Un officier des Forces navales de la France libre, Jacques Bauche, a rapporté une anecdote parlante à ce sujet. Au début du mois de juillet 1940, le vice-amiral Émile Muselier, premier officier général à avoir rallié de Gaulle à Londres, doit régler un modeste stock d’insignes à Croix de Lorraine commandés à une entreprise britannique : son embarras est palpable quand il réalise que les ressources sont dérisoires.
En dehors d’une somme de 100 000 francs ramenée par de Gaulle des fonds spéciaux de Matignon depuis Bordeaux, du règlement du stock français d’eau lourde arrivé le 19 juin à Plymouth et d’une livraison de bauxite, en plus de quelques dons individuels (un Français offre ainsi au général une pépite d’or, que le directeur financier Pierre Denis s’empresse d’aller gager), les moyens financiers sont au plus bas.
L’un des aspects essentiels (et souvent négligés) de la lutte est bien sûr de la financer, de se procurer des équipements, de payer la solde des combattants – solde modeste, le principe ayant été édicté dès juillet 1940 que « personne ne s’enrichira pendant le combat de la France libre ». Avec le ralliement de l’Afrique équatoriale française (AEF), puis de l’Afrique du Nord en novembre 1942, la question se complexifie : que faire de la production de l’Empire ? Comment la mettre au service de la lutte ?
Le ralliement de l’AEF n’apporte que très progressivement de l’oxygène : en octobre 1940, le général Edgard de Larminat, gouverneur général de ces colonies, doit encore faire imprimer de la fausse monnaie, sur papier de boucherie, pour couvrir ses frais.

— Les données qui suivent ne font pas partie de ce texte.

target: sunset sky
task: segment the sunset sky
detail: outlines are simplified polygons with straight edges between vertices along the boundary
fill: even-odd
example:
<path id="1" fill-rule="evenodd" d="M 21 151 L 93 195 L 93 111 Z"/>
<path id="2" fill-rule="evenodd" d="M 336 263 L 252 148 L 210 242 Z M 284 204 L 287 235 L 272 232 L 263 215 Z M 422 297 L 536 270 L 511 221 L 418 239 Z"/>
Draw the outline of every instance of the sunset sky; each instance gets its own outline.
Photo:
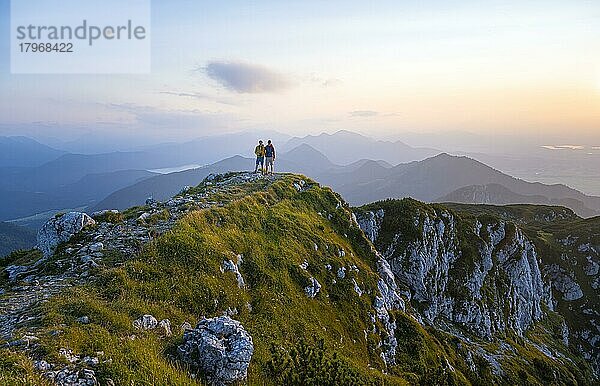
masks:
<path id="1" fill-rule="evenodd" d="M 11 75 L 0 0 L 0 135 L 349 129 L 600 145 L 600 1 L 223 3 L 154 1 L 149 75 Z"/>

Le système se structure en 1941, d’abord avec la création de la caisse centrale de la France libre, qui centralise et organise les flux financiers entre les différents territoires ralliés.
La même année, le soutien financier américain se précise : le président Franklin D. Roosevelt laisse en mars la France libre bénéficier des accords de lend-lease (prêt-bail) sur les armements signés avec les Britanniques, avant de contracter directement avec les territoires tenus par la France libre en novembre, puis de signer un accord d’aide réciproque, le 3 septembre 1942. En effet, en échange de leurs livraisons massives d’armements, les États-Unis restaient intéressés par certaines ressources de l’empire colonial français, comme le nickel de Nouvelle-Calédonie. Mais l’accord laisse finalement à la France libre le produit des exportations de colonies comme « trésor de guerre ».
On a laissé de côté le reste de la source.